Minister of Natural Resources and the Environment Robert Persaud said on Saturday he had no comment to make on the latest revelations that several relatives of his are linked to a broadcasting company. one of several which received radio licences and frequencies under a shroud of secrecy.
And Alliance For Change Leader Khemraj Ramjattan believes the licences should all be revoked and the process started anew, in a transparent manner and including public hearings.
Ramjattan in a televised interview some days ago revealed that the directors of Telecor, one of the companies controversially allocated radio frequencies last year, are close relatives of Minister Persaud. One of the directors is Persaud’s wife Kamini Persaud and the other is Persaud’s sister Ruth Baljit.
While relatives of government officials are not usually barred from applying for consideration in relation to state assets or contracts, observers say that these processes have to be transparent and clearly above board. Critics argue this process failed the test on several grounds: former President Bharrat Jagdeo’s allocations just prior to demitting office in November 2011 were never explained and the process proceeded in contravention of a promise Jagdeo himself had made not to award licences and frequencies until a new broadcast authority was in place.
“It is not because Robert Persaud has relatives who comprise Telecor alone, you have PPP-ites who have been given through New Guyana Company Ltd five others and a friend and favourite of the former President and this Government has another five,” said Ramjattan.
He said that the allocations have been made on criteria that the Opposition is unaware of.

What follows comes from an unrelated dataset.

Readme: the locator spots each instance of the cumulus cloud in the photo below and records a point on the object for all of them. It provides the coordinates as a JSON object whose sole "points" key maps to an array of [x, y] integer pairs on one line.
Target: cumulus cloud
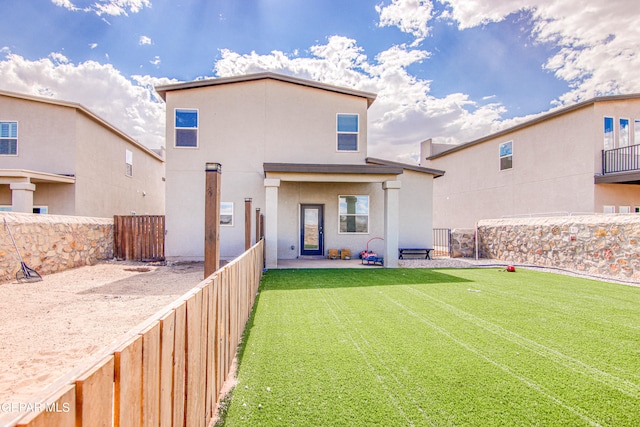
{"points": [[104, 7], [130, 104], [404, 112], [410, 16]]}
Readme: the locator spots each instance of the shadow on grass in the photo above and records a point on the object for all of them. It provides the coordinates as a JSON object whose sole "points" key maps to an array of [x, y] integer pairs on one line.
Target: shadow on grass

He said that it also breached the agreement signed between former President Desmond Hoyte and then President Bharrat Jagdeo that all licensing will be done after the Broadcast Authority comes into being and is operating.
That agreement had stated that the Broadcast Act would have the criteria for the granting of licences. “It was not keeping the binding obligations that you made and so what flowed was a form of trickery in the grant of all these radio licences,” Ramjattan said.
“What (Head of the Presidential Secretariat) Dr Roger Luncheon publicly stated that it was about keeping a commitment to break the monopoly is a rationale that has been abused, a rationale that is mischievous and deceptive, to grant the licence to these people who are very close to the party in power,” he said.
Asked what the corrective step should be, Ramjattan said, “Revoke all of them. Then the Broadcast Authority will set up its criteria if it has not done so already and do the re-grant. And if all the relatives of Robert Persaud are entitled then so be it, on grounds of a meritocracy.” He said that he would prefer that there be provisions for hearings prior to the grant of the licences “because the spectrum is of course a limited spectrum and so you will have to give based on criteria that are objective and the objectivity can be further enhanced by hearings.”
Ramjattan conjectured that an attempt to revoke the licences might trigger the Attorney General arguing that the licencees have proprietary interests and therefore the licences cannot be revoked once granted and could challenge the revocation in court. “But it is not part of good governance…it is not part of fairness, it is not part of reasonableness to have given out the licences,” he said. He pointed out that while some close associates of the Government received licences, others who are considered reputable in the broadcast arena were not granted. He pointed out two examples in Enrico Woolford and Vic Insanally.
“What is coming through most clearly is the fact that these are all people who have an independent voice and so they were not considered…independence is not a criteria it would appear and so it was an exercise of control freakism that compelled the former President to do what he did just before he was coming off,” said Ramjattan.
He wrote off as tokenism the fact that a few persons who were not considered close to the Government or the former President received licences. “It still is an atrocity that ought to be renounced,” he said.
“They had said they would do it according to proper objective criteria…all have been flung through the window,” he said.